Comments on Diary of a Graphics Programmer: Calculating Screen-Space Texture Coordinates for the 2D Projection of a Volume

Oh and I am sure you know, that consoles provide a...

2008-09-10T16:34:00.000-07:00

Oh and I am sure you know, that consoles provide a render state (ones that are D3D9 based anyway) to turn off this annoying half pixel thing.

Hi Wolfgang,The "w" divide is done automatically i...

2008-09-10T16:09:00.000-07:00

Hi Wolfgang,

The "w" divide is done automatically in the texture2DProj call. I believe the D3D version is called tex2Dproj.

Sorry I just re-read that comment and realized non...

2008-09-10T15:33:00.000-07:00

Sorry I just re-read that comment and realized none of those thoughts were really complete. I was distracted.

For the g-buffer I am storing world space normals using spherical coordinates. For the 8:8:8:8 target case, if you store the normal.xy and reconstruct z, you need to know the sign of z, since it's really +/-sqrt(1 - normal.xy *normal.xy). So before I switched to spherical storage, I had to store stuff like this:
8:8:8:8
normal.xy_8_8|sign(z)_1|depthHi_7|depthLo_8

This added unpack time to retrieving the depth value, and the normal value. It also only gave me 15 bits to store depth, instead of 16. Switching to spherical coordinates got me back that bit, and removed another op from getting the depth value.

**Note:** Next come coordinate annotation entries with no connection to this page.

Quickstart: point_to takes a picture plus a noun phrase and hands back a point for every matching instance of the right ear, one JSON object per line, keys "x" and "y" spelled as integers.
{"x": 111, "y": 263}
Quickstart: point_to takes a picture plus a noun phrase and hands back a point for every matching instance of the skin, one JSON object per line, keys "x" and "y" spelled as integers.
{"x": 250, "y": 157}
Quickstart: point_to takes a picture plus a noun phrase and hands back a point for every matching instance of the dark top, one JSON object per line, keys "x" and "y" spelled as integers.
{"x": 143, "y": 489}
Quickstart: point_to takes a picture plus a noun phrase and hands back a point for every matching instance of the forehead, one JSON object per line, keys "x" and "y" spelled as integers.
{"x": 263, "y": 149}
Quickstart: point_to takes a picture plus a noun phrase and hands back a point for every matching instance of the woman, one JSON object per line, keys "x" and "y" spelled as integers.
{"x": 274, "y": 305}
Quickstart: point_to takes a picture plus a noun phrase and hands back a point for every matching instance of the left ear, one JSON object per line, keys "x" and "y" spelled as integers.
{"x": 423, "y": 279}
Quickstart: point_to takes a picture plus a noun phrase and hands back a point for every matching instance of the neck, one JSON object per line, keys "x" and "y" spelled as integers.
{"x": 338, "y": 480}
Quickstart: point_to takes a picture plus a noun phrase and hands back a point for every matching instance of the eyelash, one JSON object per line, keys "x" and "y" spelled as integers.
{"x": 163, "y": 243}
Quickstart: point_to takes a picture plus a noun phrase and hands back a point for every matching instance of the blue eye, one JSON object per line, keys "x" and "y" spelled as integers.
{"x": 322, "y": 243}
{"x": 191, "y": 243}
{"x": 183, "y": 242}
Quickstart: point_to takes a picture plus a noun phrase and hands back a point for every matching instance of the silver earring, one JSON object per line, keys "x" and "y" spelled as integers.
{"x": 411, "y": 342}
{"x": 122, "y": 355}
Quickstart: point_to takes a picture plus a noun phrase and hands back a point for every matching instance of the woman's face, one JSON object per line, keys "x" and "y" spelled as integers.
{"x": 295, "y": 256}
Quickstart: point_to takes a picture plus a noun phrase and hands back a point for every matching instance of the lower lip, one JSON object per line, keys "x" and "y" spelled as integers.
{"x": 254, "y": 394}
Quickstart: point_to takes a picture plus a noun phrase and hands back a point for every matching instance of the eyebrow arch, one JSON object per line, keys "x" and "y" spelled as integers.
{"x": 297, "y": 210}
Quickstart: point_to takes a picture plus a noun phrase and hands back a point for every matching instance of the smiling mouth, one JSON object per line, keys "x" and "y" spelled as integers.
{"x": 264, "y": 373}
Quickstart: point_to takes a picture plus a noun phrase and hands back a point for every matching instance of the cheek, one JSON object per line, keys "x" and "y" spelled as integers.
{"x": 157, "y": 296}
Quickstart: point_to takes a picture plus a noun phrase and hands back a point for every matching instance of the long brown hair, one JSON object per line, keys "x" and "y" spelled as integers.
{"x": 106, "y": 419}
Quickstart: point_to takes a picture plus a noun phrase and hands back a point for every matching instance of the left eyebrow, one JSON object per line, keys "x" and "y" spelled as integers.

The actual format for the spherical is generated like this:
inline float2 cartesianToSpGPU( in float3 normalizedVec )
{
float atanYX = atan2( normalizedVec.y, normalizedVec.x );
float2 ret = float2( atanYX / PI, normalizedVec.z );

return (ret + 1.0) * 0.5;
}

and retrieved like this:
inline float3 spGPUToCartesian( in float2 spGPUAngles )
{
float2 expSpGPUAngles = spGPUAngles * 2.0 - 1.0;
float2 scTheta;

sincos( expSpGPUAngles.x * PI, scTheta.x, scTheta.y );
float2 scPhi = float2( sqrt( 1.0 - expSpGPUAngles.y * expSpGPUAngles.y ), expSpGPUAngles.y );

// Renormalization not needed
return float3( scTheta.y * scPhi.x, scTheta.x * scPhi.x, scPhi.y );
}

It is slightly more expensive to re-construct than the cartesian, but I think (this may not be true) that because the light shaders use the surface normal last, the GPU can do the work whenever it has time.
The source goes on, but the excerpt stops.